Tout un travail déjà réussi auquel Kato ajoute une science du cadre assez renversante. En effet, le jeune réalisateur déploie des trésors de créativité quand il s’agit d’organiser l’espace autour de ses personnages. Des intérieurs souvent soignés, mais terriblement froids où tout, portes, murs, lampes ou placard est un prétexte pour découper et géométriser l’espace. Mais ce n’est tant la façon dont Kato cadre ses scènes que celles où il y place ses personnages qui impressionnent vraiment. Il faut voir une scène, en particulier, pour s’en convaincre. Watako et son mari y discutent dans un couloir. Fuyante, cette dernière sort vite du cadre, et Fuminori doit aller la chercher en hors-champ et la ramener à l’écran pour lui poser la question qu’elle esquivait. En homme de théâtre, Kato a l’habitude de réfléchir au placement des corps de ses acteurs et actrices. Une habitude qu’il traduit ici en termes cinématographiques, jouant toujours des possibilités que lui offre le cadre pour faire de La Mélancolie, une vraie œuvre de cinéma, placement et cadrages se complétant dans un ensemble que parachèvent les mouvements de caméra, même quand ils sont discrets à l’image des lents zooms qui accompagnent certaines des scènes les plus importantes du film.
S’il s’intéresse, l’air de rien à des problèmes de fond de la société japonaise – patriarcat, misogynie intériorisée, refus du conflit, passivité ou auto-préservation – La Mélancolie n’est donc pas qu’un film à charge. De même, s’il parle de l’implosion d’un couple, ça n’est pas un mélodrame. Il s’agit avant tout d’une expérience de cinéma qui brille par l’éléguante mise en images de ses thèmes. Un film où la forme répond au fond et s’en imprègne. Et si sa narration peut parfois sembler fragmentée, ce n’est pas si important, tant cette fragmentation, sous l’œil avisé du réalisateur, semble coller à l’histoire racontée : l’émergence, au milieu de voix parasites, d’une identité et de désirs qu’il faut apprendre à murmurer.

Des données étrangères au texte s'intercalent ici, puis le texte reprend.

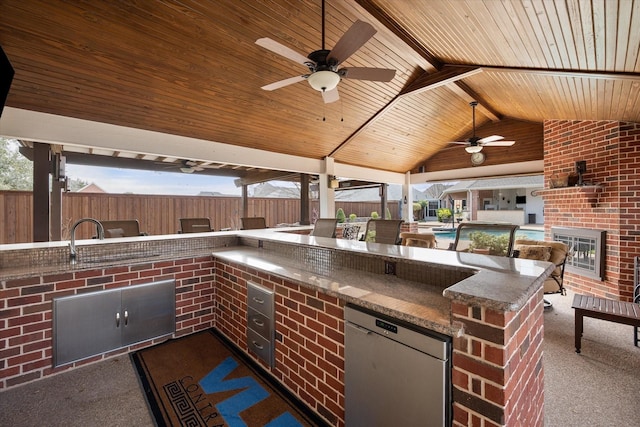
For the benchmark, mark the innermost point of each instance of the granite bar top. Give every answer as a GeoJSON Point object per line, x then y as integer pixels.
{"type": "Point", "coordinates": [499, 283]}
{"type": "Point", "coordinates": [414, 302]}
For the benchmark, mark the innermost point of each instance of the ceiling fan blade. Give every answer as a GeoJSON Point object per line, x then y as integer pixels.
{"type": "Point", "coordinates": [356, 36]}
{"type": "Point", "coordinates": [491, 138]}
{"type": "Point", "coordinates": [282, 50]}
{"type": "Point", "coordinates": [330, 96]}
{"type": "Point", "coordinates": [498, 143]}
{"type": "Point", "coordinates": [285, 82]}
{"type": "Point", "coordinates": [373, 74]}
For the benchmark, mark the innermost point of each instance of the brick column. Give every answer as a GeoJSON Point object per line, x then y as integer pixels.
{"type": "Point", "coordinates": [497, 366]}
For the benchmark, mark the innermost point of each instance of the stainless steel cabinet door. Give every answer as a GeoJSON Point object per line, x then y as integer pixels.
{"type": "Point", "coordinates": [85, 325]}
{"type": "Point", "coordinates": [148, 311]}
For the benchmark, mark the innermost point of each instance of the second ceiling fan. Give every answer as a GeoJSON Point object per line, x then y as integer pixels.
{"type": "Point", "coordinates": [475, 143]}
{"type": "Point", "coordinates": [324, 74]}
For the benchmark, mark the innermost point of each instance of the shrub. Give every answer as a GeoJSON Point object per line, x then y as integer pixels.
{"type": "Point", "coordinates": [497, 245]}
{"type": "Point", "coordinates": [443, 214]}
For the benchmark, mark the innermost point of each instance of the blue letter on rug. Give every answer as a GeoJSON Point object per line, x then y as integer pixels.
{"type": "Point", "coordinates": [253, 393]}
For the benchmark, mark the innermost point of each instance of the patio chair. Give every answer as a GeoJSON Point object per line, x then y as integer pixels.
{"type": "Point", "coordinates": [350, 231]}
{"type": "Point", "coordinates": [195, 225]}
{"type": "Point", "coordinates": [324, 227]}
{"type": "Point", "coordinates": [383, 231]}
{"type": "Point", "coordinates": [422, 240]}
{"type": "Point", "coordinates": [121, 228]}
{"type": "Point", "coordinates": [484, 238]}
{"type": "Point", "coordinates": [253, 223]}
{"type": "Point", "coordinates": [552, 251]}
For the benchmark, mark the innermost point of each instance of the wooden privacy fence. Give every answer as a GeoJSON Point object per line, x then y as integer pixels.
{"type": "Point", "coordinates": [158, 214]}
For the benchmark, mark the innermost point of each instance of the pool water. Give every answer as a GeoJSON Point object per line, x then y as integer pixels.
{"type": "Point", "coordinates": [529, 234]}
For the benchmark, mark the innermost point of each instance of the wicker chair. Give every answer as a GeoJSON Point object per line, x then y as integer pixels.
{"type": "Point", "coordinates": [195, 225]}
{"type": "Point", "coordinates": [383, 231]}
{"type": "Point", "coordinates": [253, 223]}
{"type": "Point", "coordinates": [324, 227]}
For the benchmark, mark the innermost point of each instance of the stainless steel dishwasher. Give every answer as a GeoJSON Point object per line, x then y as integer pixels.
{"type": "Point", "coordinates": [396, 374]}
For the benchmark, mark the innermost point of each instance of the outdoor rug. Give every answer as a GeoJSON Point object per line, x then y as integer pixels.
{"type": "Point", "coordinates": [202, 380]}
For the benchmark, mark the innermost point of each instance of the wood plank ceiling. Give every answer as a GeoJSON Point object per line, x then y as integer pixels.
{"type": "Point", "coordinates": [192, 68]}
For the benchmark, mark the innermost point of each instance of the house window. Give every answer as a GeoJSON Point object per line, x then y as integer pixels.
{"type": "Point", "coordinates": [432, 208]}
{"type": "Point", "coordinates": [588, 250]}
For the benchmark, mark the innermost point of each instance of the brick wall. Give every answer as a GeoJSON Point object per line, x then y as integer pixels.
{"type": "Point", "coordinates": [612, 152]}
{"type": "Point", "coordinates": [497, 366]}
{"type": "Point", "coordinates": [26, 310]}
{"type": "Point", "coordinates": [309, 335]}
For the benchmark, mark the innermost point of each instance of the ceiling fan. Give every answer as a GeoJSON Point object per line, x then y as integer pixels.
{"type": "Point", "coordinates": [475, 143]}
{"type": "Point", "coordinates": [324, 74]}
{"type": "Point", "coordinates": [188, 166]}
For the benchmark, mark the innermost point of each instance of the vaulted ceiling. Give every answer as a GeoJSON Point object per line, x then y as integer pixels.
{"type": "Point", "coordinates": [192, 68]}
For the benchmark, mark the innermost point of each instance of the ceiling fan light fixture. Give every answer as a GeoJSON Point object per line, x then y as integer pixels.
{"type": "Point", "coordinates": [324, 80]}
{"type": "Point", "coordinates": [473, 149]}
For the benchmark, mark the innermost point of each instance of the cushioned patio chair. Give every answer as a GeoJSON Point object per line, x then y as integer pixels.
{"type": "Point", "coordinates": [383, 231]}
{"type": "Point", "coordinates": [552, 251]}
{"type": "Point", "coordinates": [324, 227]}
{"type": "Point", "coordinates": [422, 240]}
{"type": "Point", "coordinates": [350, 231]}
{"type": "Point", "coordinates": [195, 225]}
{"type": "Point", "coordinates": [484, 238]}
{"type": "Point", "coordinates": [121, 228]}
{"type": "Point", "coordinates": [253, 223]}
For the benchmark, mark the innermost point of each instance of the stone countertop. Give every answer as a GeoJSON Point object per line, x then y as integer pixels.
{"type": "Point", "coordinates": [414, 302]}
{"type": "Point", "coordinates": [498, 283]}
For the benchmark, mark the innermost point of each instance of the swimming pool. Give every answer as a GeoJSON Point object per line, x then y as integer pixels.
{"type": "Point", "coordinates": [529, 234]}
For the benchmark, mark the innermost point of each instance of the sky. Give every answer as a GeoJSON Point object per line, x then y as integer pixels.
{"type": "Point", "coordinates": [116, 180]}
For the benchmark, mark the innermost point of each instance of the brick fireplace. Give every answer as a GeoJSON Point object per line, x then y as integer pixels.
{"type": "Point", "coordinates": [609, 200]}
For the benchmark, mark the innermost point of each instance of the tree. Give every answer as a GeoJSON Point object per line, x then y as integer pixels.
{"type": "Point", "coordinates": [16, 172]}
{"type": "Point", "coordinates": [76, 184]}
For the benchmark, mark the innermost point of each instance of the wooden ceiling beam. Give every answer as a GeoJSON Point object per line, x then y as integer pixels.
{"type": "Point", "coordinates": [447, 75]}
{"type": "Point", "coordinates": [423, 82]}
{"type": "Point", "coordinates": [382, 17]}
{"type": "Point", "coordinates": [555, 72]}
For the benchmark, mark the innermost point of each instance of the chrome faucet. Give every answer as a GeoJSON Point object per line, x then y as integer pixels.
{"type": "Point", "coordinates": [72, 244]}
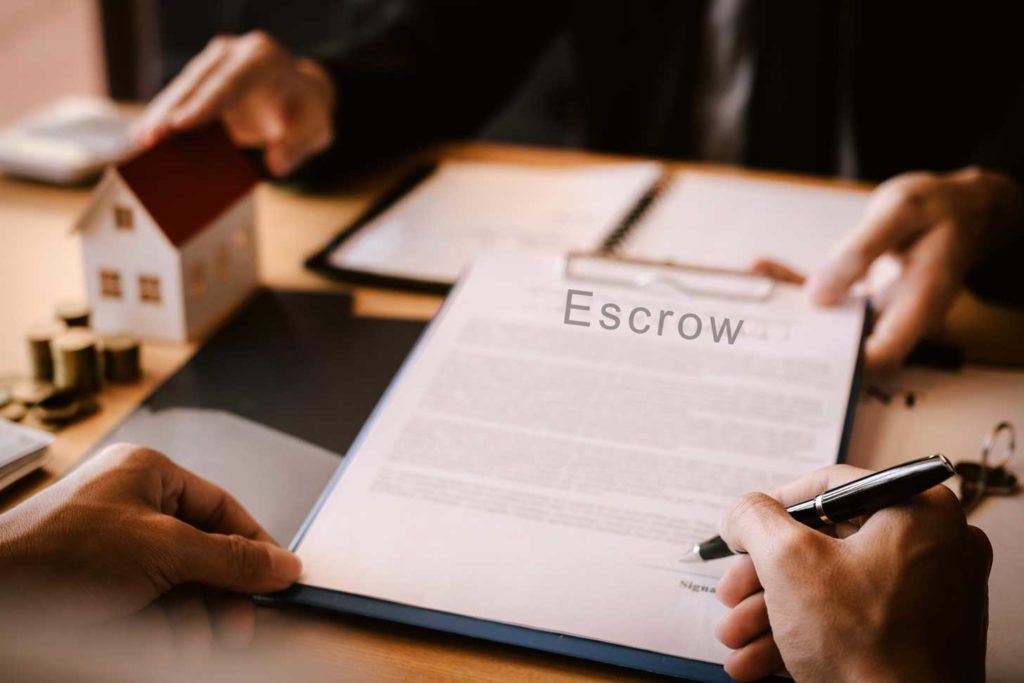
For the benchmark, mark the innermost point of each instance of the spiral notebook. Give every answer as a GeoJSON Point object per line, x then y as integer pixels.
{"type": "Point", "coordinates": [424, 231]}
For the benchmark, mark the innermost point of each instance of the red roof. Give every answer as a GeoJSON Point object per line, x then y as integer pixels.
{"type": "Point", "coordinates": [188, 179]}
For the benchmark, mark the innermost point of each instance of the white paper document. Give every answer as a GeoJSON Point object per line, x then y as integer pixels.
{"type": "Point", "coordinates": [729, 221]}
{"type": "Point", "coordinates": [465, 208]}
{"type": "Point", "coordinates": [534, 472]}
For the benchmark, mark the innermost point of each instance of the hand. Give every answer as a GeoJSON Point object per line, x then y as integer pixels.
{"type": "Point", "coordinates": [938, 226]}
{"type": "Point", "coordinates": [118, 534]}
{"type": "Point", "coordinates": [265, 96]}
{"type": "Point", "coordinates": [900, 595]}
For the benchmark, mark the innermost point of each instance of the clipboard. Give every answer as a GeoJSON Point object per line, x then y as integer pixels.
{"type": "Point", "coordinates": [321, 261]}
{"type": "Point", "coordinates": [756, 289]}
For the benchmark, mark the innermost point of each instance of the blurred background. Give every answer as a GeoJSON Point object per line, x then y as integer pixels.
{"type": "Point", "coordinates": [129, 49]}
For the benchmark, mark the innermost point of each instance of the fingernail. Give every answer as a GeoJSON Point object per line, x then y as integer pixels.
{"type": "Point", "coordinates": [285, 566]}
{"type": "Point", "coordinates": [821, 289]}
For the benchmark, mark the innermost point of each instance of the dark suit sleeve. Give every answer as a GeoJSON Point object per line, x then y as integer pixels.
{"type": "Point", "coordinates": [997, 276]}
{"type": "Point", "coordinates": [428, 70]}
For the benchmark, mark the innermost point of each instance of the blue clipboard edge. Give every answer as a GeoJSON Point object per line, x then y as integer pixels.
{"type": "Point", "coordinates": [546, 641]}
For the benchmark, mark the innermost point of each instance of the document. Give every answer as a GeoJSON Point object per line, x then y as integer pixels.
{"type": "Point", "coordinates": [465, 208]}
{"type": "Point", "coordinates": [535, 465]}
{"type": "Point", "coordinates": [728, 221]}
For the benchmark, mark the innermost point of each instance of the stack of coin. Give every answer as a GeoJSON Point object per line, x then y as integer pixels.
{"type": "Point", "coordinates": [58, 409]}
{"type": "Point", "coordinates": [76, 364]}
{"type": "Point", "coordinates": [121, 358]}
{"type": "Point", "coordinates": [40, 352]}
{"type": "Point", "coordinates": [74, 313]}
{"type": "Point", "coordinates": [13, 412]}
{"type": "Point", "coordinates": [30, 392]}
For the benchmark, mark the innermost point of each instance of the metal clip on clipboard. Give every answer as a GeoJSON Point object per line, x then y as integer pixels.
{"type": "Point", "coordinates": [694, 281]}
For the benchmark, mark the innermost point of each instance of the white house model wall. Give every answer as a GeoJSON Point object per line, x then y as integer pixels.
{"type": "Point", "coordinates": [138, 282]}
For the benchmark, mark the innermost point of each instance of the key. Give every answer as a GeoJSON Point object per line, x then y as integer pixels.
{"type": "Point", "coordinates": [979, 480]}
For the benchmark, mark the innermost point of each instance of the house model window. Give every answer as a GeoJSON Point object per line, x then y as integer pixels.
{"type": "Point", "coordinates": [242, 240]}
{"type": "Point", "coordinates": [148, 289]}
{"type": "Point", "coordinates": [198, 281]}
{"type": "Point", "coordinates": [110, 284]}
{"type": "Point", "coordinates": [123, 218]}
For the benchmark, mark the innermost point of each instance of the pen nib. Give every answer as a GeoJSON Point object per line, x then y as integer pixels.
{"type": "Point", "coordinates": [693, 555]}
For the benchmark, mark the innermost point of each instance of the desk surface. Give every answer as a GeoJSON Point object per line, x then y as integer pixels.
{"type": "Point", "coordinates": [40, 264]}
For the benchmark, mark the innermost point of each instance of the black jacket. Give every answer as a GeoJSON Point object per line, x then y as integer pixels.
{"type": "Point", "coordinates": [924, 85]}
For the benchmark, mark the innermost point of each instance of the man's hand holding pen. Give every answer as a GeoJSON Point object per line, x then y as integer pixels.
{"type": "Point", "coordinates": [880, 588]}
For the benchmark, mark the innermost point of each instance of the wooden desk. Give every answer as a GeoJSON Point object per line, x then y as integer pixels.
{"type": "Point", "coordinates": [40, 264]}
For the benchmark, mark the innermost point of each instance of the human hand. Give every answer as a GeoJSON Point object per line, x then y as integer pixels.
{"type": "Point", "coordinates": [937, 226]}
{"type": "Point", "coordinates": [896, 596]}
{"type": "Point", "coordinates": [120, 532]}
{"type": "Point", "coordinates": [265, 96]}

En saisissant non pas le moment où un couple implose, mais celui où l’un des membres du couple réalise qu’il a déjà implosé et qu’il est désormais temps de faire sens de cette implosion, La Mélancolie, fait un choix risqué. Mais le pari paye, et le film, s’il n’essaye pas de générer de l’empathie pour des personnages qui semblent déjà détachés de tout, réussit à emporter grâce à sa construction épousant la vie intérieure complexe de son héroïne et le chemin qu’elle fait pour sortir du silence.